GQ Türkiye Man of teh Year gecesinde 0. Yıl Özel İkon Ödülü'nün sahibi olan Burak Özçivit, dergiye röportaj verdi. İşte Özçivit'in açıklamalarından satır başları.
Hem çok göz önünde olmak hem de hayatını kapılar ardında tutabilmeyi başarmak nasıl oluyor?
Bence sadece oyuncu için değil, her insan için gizem olması gerekiyor. Çünkü her şeyinizi çok açık bir şekilde ortada yaşayamazsınız. Bir şeyi her zaman sonuna kadar yürütemezsiniz. Hayat bir dengeden ibaret. O yüzden bazı şeylerde duygularınız daha yüksektir, onu ön planda yaşarsınız. Bazen kendinizi daha geri çekersiniz. Bu aslında hayatın akışı... Gizem bence tabii ki şart ama bunun dozu önemli. İnsanlar merak ettiği şeylerin peşinden gider. O yüzden merak edilen unsuru iyi kodlamak lazım. İşimden dolayı haftanın altı günü çalışıyor ve haftada 4.5 saat ekranda oluyorum. O yüzden ön planda olduğum ve dışarı çıktığımda rahat hareket edemediğim için o kapalı kapılar ardında dediğiniz şey aslında biraz aile oluyor, sevdikleriniz oluyor, hobileriniz oluyor. Bunları da zaman zaman dışarıya açıyorsunuz, zaman zaman açmıyorsunuz zaten ihtiyacınız yok. Aslında kapalı kapılar ardında olan kısım da bence bu.

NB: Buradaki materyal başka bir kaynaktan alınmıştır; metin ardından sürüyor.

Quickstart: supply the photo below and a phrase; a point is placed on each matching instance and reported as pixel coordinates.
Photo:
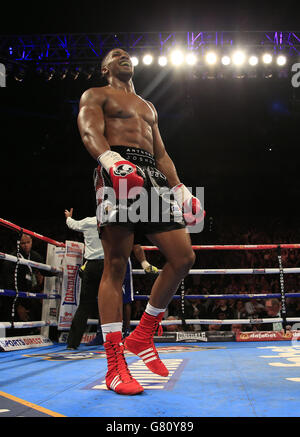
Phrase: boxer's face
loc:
(118, 63)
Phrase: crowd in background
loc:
(215, 232)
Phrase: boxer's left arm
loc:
(163, 161)
(189, 204)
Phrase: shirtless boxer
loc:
(118, 129)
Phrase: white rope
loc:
(30, 263)
(270, 271)
(222, 322)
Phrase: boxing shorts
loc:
(153, 210)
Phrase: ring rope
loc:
(27, 294)
(223, 296)
(237, 246)
(182, 296)
(31, 233)
(30, 263)
(267, 271)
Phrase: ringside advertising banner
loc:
(71, 283)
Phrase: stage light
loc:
(191, 59)
(253, 60)
(211, 58)
(20, 75)
(225, 60)
(238, 58)
(134, 61)
(147, 59)
(267, 58)
(177, 57)
(281, 60)
(162, 61)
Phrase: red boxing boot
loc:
(118, 377)
(140, 342)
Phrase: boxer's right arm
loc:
(91, 125)
(91, 122)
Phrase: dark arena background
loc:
(226, 85)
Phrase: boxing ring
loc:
(248, 374)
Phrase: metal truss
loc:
(85, 48)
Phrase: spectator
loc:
(239, 311)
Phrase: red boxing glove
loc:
(190, 205)
(123, 174)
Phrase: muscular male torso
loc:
(128, 118)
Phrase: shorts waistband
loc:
(135, 155)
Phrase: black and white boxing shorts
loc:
(153, 210)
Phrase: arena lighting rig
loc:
(220, 54)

Sizin için tutku ne demek? Neye tutkuyla bağlısınız?
Tutku olmazsa olmaz, benim en büyük motivasyonum diyebilirim. Aslında hayallerimin gerçeğe dönüştüğü şeyin devamı geldiğinde benim için tutkuya dönüşüyor. Bu da beni var ediyor diyebilirim. Devam etmek için en büyük motivasyonum oluyor. Neye tutkuyla bağlıyım; mesela işime tutkuyla bağlıyım. Bu can damarlarımdan biri diyebilirim, çok seviyorum. Örneğin son dönemde yine resim yapmaya başladım, bu da benim için bir tutku. O, kendi içinde gelen akışkanlığı, seni resmin bir yere götürüşü var, işte o his o resmen bir tutkuya dönüşüyor. Ondan sonra bırakmak istemiyorsun. Seni bu kadar mutlu eden bir şeyde mesela kendini görüyorsun, duygularınla yüzleşiyorsun. O zaman bırakmak istemiyorsun, senin için tutkuya dönüşüyor.